A wobbly start to Cambridge

Second were more emotional factors. I'm quite confident that these are not exclusive to me. Having always done well in school, my identity and self-worth became entirely dependent on academic success. This wasn’t healthy, but was also never a problem back home. Upon arriving at university, it rapidly became clear that I was of average academic ability in comparison to others in my course. I had to work 10 times as hard to produce work that in my eyes wasn’t nearly of the quality it had been in school. But of course, I couldn’t let anyone know I was struggling. That would make it all so much worse. It became harder and harder to sit down and actually attempt any supervision work, because supervision work served as a constant reminder that I was a fraud,  that I didn’t deserve to be here. I had lost that spark, that passion for my studies that had gotten me through the rough times before, and it felt like I was up a creek without a paddle with no sense of direction. Couple this with the lifestyle factors which only amplified my feelings of hopelessness and despair, and it only took a few weeks to fall into my first proper depressive episode.
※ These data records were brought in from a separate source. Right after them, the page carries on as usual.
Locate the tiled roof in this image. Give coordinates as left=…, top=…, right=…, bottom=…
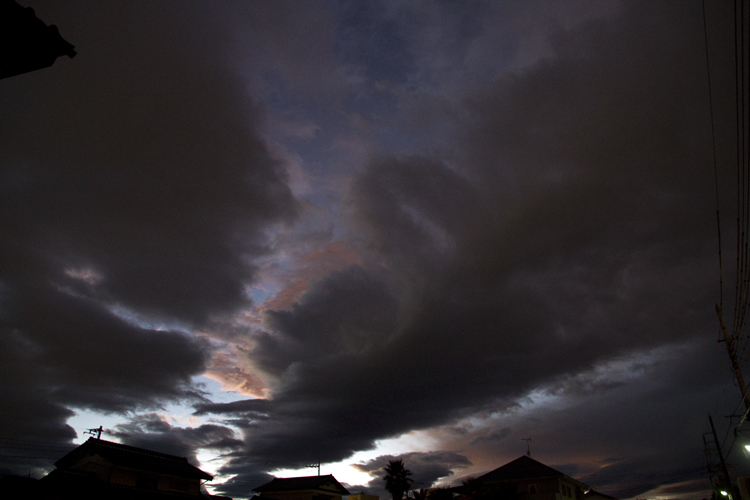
left=477, top=455, right=578, bottom=483
left=55, top=438, right=213, bottom=480
left=253, top=474, right=349, bottom=495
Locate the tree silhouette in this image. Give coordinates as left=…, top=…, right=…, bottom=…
left=383, top=460, right=414, bottom=500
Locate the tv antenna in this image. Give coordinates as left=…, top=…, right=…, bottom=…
left=305, top=460, right=320, bottom=475
left=83, top=425, right=103, bottom=439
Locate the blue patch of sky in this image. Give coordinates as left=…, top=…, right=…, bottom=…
left=245, top=286, right=274, bottom=305
left=335, top=1, right=416, bottom=87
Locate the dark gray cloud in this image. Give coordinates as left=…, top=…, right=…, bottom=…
left=0, top=2, right=734, bottom=497
left=197, top=4, right=736, bottom=494
left=0, top=2, right=296, bottom=472
left=354, top=451, right=472, bottom=492
left=108, top=413, right=242, bottom=466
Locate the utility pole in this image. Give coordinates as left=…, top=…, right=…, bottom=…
left=708, top=413, right=738, bottom=500
left=521, top=438, right=531, bottom=457
left=716, top=304, right=750, bottom=411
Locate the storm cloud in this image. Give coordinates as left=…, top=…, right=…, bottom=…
left=0, top=1, right=736, bottom=497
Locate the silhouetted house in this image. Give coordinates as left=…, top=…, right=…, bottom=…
left=457, top=455, right=611, bottom=500
left=253, top=474, right=349, bottom=500
left=21, top=438, right=213, bottom=500
left=349, top=492, right=380, bottom=500
left=0, top=0, right=76, bottom=79
left=584, top=490, right=617, bottom=500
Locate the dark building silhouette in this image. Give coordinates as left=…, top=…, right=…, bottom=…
left=253, top=474, right=349, bottom=500
left=0, top=0, right=76, bottom=79
left=454, top=455, right=615, bottom=500
left=0, top=438, right=223, bottom=500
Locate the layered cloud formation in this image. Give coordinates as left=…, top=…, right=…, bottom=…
left=0, top=2, right=736, bottom=497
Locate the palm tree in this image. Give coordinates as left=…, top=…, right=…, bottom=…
left=383, top=460, right=414, bottom=500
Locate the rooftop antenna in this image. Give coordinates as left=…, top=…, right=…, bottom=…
left=84, top=425, right=103, bottom=439
left=521, top=438, right=531, bottom=457
left=305, top=460, right=320, bottom=475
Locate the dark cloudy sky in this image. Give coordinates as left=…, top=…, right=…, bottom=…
left=0, top=0, right=750, bottom=498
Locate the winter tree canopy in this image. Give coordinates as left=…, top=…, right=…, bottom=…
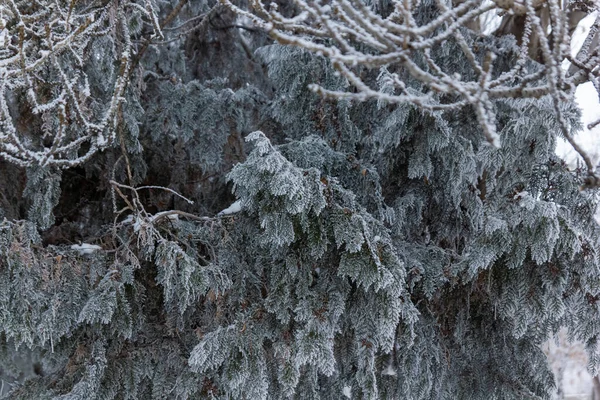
left=0, top=0, right=600, bottom=400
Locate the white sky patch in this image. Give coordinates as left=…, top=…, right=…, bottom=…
left=556, top=11, right=600, bottom=166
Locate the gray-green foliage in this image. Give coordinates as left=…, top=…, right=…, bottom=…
left=0, top=1, right=600, bottom=400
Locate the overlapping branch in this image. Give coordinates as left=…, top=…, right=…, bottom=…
left=221, top=0, right=600, bottom=186
left=0, top=0, right=157, bottom=168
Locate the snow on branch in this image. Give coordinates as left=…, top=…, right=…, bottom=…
left=0, top=0, right=162, bottom=168
left=220, top=0, right=600, bottom=185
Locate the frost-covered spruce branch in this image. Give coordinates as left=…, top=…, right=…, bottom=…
left=221, top=0, right=600, bottom=181
left=0, top=0, right=162, bottom=168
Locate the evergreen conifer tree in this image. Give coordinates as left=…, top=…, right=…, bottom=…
left=0, top=0, right=600, bottom=400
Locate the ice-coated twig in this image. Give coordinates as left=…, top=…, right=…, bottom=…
left=0, top=0, right=162, bottom=168
left=220, top=0, right=600, bottom=182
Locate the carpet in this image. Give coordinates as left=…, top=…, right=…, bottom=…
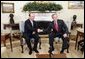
left=36, top=53, right=67, bottom=58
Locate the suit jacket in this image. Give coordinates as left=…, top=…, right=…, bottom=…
left=44, top=19, right=69, bottom=34
left=24, top=19, right=37, bottom=37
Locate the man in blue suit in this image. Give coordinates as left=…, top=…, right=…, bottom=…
left=43, top=14, right=69, bottom=53
left=24, top=13, right=39, bottom=55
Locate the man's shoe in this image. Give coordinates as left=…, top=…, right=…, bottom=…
left=33, top=49, right=39, bottom=53
left=60, top=50, right=64, bottom=53
left=29, top=51, right=32, bottom=55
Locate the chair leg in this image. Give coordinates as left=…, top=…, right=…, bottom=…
left=21, top=45, right=24, bottom=53
left=39, top=39, right=41, bottom=49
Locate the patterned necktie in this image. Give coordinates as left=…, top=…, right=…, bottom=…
left=54, top=22, right=58, bottom=31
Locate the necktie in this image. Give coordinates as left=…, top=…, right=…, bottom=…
left=54, top=22, right=58, bottom=31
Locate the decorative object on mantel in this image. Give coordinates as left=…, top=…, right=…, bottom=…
left=23, top=1, right=63, bottom=12
left=9, top=14, right=14, bottom=24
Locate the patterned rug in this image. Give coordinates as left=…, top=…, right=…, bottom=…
left=36, top=53, right=67, bottom=58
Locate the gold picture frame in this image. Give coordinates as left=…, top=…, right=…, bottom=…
left=68, top=1, right=84, bottom=9
left=1, top=2, right=14, bottom=13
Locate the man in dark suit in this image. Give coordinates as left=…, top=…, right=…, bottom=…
left=24, top=13, right=39, bottom=55
left=43, top=14, right=68, bottom=53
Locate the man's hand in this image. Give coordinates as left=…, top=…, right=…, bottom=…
left=63, top=33, right=67, bottom=38
left=37, top=29, right=43, bottom=32
left=32, top=32, right=35, bottom=34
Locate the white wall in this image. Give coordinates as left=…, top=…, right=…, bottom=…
left=1, top=1, right=84, bottom=24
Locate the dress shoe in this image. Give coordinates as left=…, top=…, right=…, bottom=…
left=29, top=51, right=32, bottom=55
left=60, top=50, right=64, bottom=54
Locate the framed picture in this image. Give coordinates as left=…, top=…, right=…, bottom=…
left=1, top=3, right=14, bottom=13
left=68, top=1, right=84, bottom=9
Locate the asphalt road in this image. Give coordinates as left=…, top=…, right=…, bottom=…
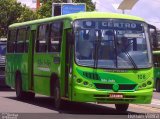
left=0, top=89, right=160, bottom=119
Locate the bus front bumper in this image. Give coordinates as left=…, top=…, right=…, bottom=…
left=71, top=86, right=153, bottom=104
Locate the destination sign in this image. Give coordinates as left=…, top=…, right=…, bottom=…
left=61, top=3, right=86, bottom=15
left=83, top=21, right=142, bottom=31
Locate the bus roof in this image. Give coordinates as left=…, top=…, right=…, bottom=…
left=9, top=12, right=144, bottom=28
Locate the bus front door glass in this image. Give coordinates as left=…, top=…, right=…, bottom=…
left=74, top=19, right=152, bottom=69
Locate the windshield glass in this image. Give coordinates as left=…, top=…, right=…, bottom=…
left=74, top=19, right=152, bottom=69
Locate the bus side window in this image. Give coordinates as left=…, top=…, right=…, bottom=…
left=48, top=22, right=63, bottom=52
left=36, top=24, right=49, bottom=52
left=7, top=29, right=17, bottom=53
left=16, top=28, right=26, bottom=53
left=24, top=27, right=30, bottom=52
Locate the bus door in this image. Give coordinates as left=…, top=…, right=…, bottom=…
left=64, top=29, right=73, bottom=97
left=28, top=28, right=36, bottom=90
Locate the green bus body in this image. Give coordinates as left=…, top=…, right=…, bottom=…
left=6, top=12, right=154, bottom=108
left=153, top=50, right=160, bottom=92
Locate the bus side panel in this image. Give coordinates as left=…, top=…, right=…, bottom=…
left=33, top=53, right=59, bottom=96
left=15, top=54, right=28, bottom=91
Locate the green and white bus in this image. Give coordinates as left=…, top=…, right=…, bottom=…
left=6, top=12, right=154, bottom=111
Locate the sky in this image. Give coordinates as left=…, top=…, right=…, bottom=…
left=17, top=0, right=160, bottom=29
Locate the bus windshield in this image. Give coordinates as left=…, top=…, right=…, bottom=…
left=74, top=19, right=152, bottom=69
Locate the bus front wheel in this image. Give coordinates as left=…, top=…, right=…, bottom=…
left=115, top=104, right=129, bottom=112
left=156, top=79, right=160, bottom=92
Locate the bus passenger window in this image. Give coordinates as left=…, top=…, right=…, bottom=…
left=16, top=28, right=26, bottom=53
left=7, top=29, right=17, bottom=53
left=24, top=27, right=30, bottom=52
left=48, top=22, right=63, bottom=52
left=36, top=24, right=49, bottom=52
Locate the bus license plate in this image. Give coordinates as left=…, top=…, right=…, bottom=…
left=109, top=93, right=123, bottom=99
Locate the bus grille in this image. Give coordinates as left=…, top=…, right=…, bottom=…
left=95, top=83, right=136, bottom=90
left=83, top=72, right=100, bottom=80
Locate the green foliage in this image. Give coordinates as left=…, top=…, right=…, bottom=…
left=0, top=0, right=22, bottom=37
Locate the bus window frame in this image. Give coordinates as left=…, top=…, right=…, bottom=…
left=35, top=23, right=50, bottom=53
left=48, top=20, right=64, bottom=53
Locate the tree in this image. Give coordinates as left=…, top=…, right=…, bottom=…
left=0, top=0, right=39, bottom=37
left=37, top=0, right=95, bottom=18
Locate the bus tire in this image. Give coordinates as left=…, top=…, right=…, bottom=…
left=115, top=104, right=129, bottom=112
left=54, top=79, right=63, bottom=110
left=156, top=79, right=160, bottom=92
left=15, top=74, right=25, bottom=100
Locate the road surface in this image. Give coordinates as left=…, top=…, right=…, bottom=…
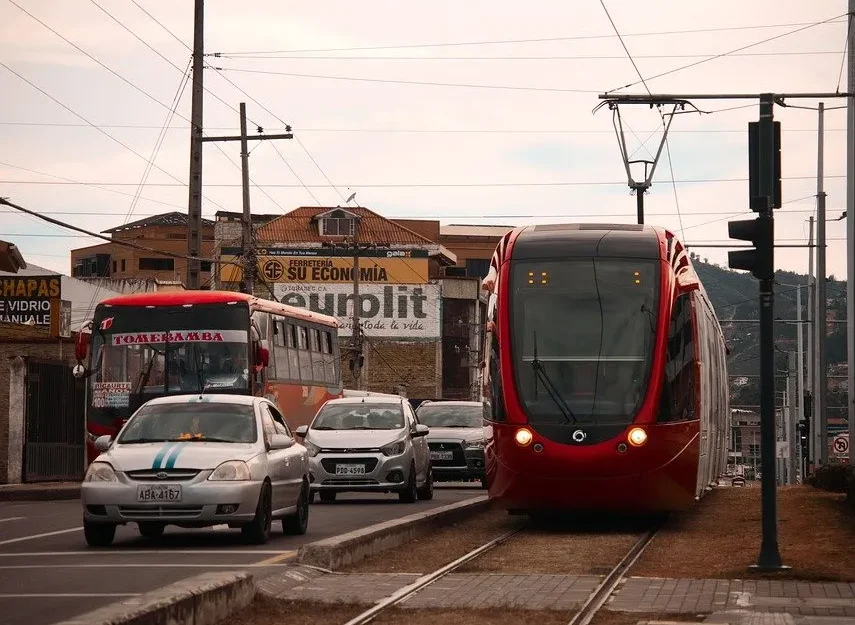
left=0, top=485, right=484, bottom=625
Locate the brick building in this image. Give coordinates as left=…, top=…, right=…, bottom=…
left=215, top=207, right=478, bottom=398
left=71, top=211, right=214, bottom=288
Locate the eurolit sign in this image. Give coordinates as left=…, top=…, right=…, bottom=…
left=273, top=283, right=441, bottom=340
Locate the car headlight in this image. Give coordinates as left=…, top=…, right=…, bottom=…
left=83, top=462, right=119, bottom=482
left=208, top=460, right=249, bottom=482
left=380, top=441, right=407, bottom=456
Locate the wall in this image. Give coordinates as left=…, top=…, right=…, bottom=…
left=0, top=339, right=76, bottom=484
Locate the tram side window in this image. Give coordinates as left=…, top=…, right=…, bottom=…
left=309, top=328, right=327, bottom=384
left=273, top=321, right=289, bottom=380
left=285, top=323, right=300, bottom=382
left=659, top=293, right=695, bottom=422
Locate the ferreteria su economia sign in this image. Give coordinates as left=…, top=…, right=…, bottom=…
left=0, top=275, right=62, bottom=326
left=220, top=248, right=428, bottom=284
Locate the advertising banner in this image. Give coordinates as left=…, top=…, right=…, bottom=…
left=0, top=275, right=62, bottom=326
left=220, top=248, right=428, bottom=284
left=273, top=283, right=441, bottom=340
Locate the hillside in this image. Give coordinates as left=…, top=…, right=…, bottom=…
left=692, top=254, right=846, bottom=407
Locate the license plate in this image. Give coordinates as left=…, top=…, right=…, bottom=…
left=335, top=464, right=365, bottom=475
left=137, top=484, right=181, bottom=501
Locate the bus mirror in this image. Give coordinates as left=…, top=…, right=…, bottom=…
left=74, top=332, right=89, bottom=362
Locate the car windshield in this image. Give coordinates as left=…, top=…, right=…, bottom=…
left=417, top=402, right=484, bottom=428
left=312, top=403, right=404, bottom=430
left=117, top=402, right=258, bottom=445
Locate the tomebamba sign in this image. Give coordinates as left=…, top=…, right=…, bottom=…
left=0, top=275, right=62, bottom=326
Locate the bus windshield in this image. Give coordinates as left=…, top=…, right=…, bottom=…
left=89, top=303, right=251, bottom=415
left=510, top=258, right=659, bottom=424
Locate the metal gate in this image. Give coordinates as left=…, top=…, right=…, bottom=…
left=23, top=358, right=86, bottom=482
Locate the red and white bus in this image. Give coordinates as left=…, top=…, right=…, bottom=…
left=75, top=291, right=342, bottom=464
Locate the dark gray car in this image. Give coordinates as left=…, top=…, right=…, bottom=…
left=416, top=401, right=487, bottom=488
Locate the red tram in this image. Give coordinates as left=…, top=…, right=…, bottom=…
left=482, top=224, right=730, bottom=514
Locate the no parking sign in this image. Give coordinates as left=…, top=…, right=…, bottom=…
left=831, top=433, right=849, bottom=458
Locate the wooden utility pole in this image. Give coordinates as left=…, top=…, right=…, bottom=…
left=187, top=0, right=205, bottom=290
left=201, top=102, right=294, bottom=294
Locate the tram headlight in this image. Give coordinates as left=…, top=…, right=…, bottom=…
left=626, top=428, right=647, bottom=447
left=514, top=428, right=534, bottom=447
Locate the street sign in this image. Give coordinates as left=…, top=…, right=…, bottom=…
left=831, top=434, right=849, bottom=457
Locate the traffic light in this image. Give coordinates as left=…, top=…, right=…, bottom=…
left=727, top=213, right=775, bottom=280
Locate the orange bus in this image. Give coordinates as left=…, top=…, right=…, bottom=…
left=74, top=291, right=342, bottom=465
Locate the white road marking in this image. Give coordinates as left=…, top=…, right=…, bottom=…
left=0, top=527, right=83, bottom=547
left=0, top=592, right=142, bottom=599
left=0, top=549, right=291, bottom=558
left=0, top=562, right=289, bottom=571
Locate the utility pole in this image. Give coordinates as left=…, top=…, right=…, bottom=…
left=785, top=351, right=799, bottom=484
left=846, top=0, right=855, bottom=459
left=187, top=0, right=205, bottom=290
left=813, top=102, right=828, bottom=466
left=350, top=219, right=363, bottom=390
left=200, top=102, right=294, bottom=295
left=802, top=215, right=819, bottom=465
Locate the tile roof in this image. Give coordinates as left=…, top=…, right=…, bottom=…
left=257, top=206, right=436, bottom=247
left=101, top=211, right=214, bottom=233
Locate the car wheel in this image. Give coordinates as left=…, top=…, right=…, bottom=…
left=282, top=482, right=309, bottom=535
left=241, top=482, right=273, bottom=545
left=398, top=464, right=418, bottom=503
left=417, top=467, right=433, bottom=501
left=83, top=521, right=116, bottom=547
left=137, top=523, right=166, bottom=540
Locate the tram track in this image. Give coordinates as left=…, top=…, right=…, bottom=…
left=344, top=521, right=664, bottom=625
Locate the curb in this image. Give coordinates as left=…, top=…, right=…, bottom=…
left=0, top=483, right=80, bottom=501
left=55, top=573, right=256, bottom=625
left=294, top=495, right=490, bottom=571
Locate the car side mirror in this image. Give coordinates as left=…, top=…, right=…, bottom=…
left=270, top=434, right=294, bottom=449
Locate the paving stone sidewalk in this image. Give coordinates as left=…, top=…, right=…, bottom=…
left=259, top=566, right=855, bottom=625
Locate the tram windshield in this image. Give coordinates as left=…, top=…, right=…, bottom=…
left=510, top=258, right=659, bottom=424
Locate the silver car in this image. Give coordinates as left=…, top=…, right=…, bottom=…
left=297, top=397, right=433, bottom=503
left=81, top=394, right=310, bottom=547
left=416, top=401, right=487, bottom=488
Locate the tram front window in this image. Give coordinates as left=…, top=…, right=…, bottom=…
left=510, top=259, right=659, bottom=424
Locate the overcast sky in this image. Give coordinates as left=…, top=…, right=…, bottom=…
left=0, top=0, right=847, bottom=277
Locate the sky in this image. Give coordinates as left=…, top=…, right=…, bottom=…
left=0, top=0, right=848, bottom=278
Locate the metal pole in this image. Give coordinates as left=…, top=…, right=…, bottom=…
left=240, top=102, right=255, bottom=295
left=187, top=0, right=205, bottom=290
left=806, top=215, right=819, bottom=466
left=813, top=102, right=828, bottom=465
left=755, top=94, right=784, bottom=570
left=785, top=351, right=799, bottom=484
left=846, top=0, right=855, bottom=461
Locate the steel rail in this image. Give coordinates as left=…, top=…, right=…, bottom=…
left=568, top=524, right=663, bottom=625
left=345, top=527, right=523, bottom=625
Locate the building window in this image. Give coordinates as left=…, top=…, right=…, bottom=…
left=140, top=258, right=175, bottom=271
left=321, top=217, right=356, bottom=236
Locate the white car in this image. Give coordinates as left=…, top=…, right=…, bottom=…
left=81, top=394, right=310, bottom=547
left=296, top=396, right=433, bottom=503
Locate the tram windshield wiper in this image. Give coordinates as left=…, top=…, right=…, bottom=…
left=531, top=330, right=576, bottom=423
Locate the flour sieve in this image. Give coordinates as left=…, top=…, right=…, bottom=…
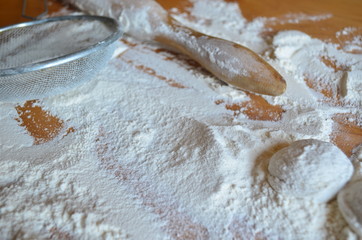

"When you feel the most lost, remember that you don't have to suffer in silence."

Digging myself out of this hole took a lot of work, and — especially during these 'unprecedented times' — I worry about significant backsliding. My best advice would be to watch out for the warning signs. Resist the temptation to withdraw when stress builds up, seek help if you find yourself struggling, and remember that your value as a human is not tied to the mark you achieve on exams at the end of the year. Look after your physical and emotional wellbeing as best as you can, and when you feel the most lost, remember that you don’t have to suffer in silence.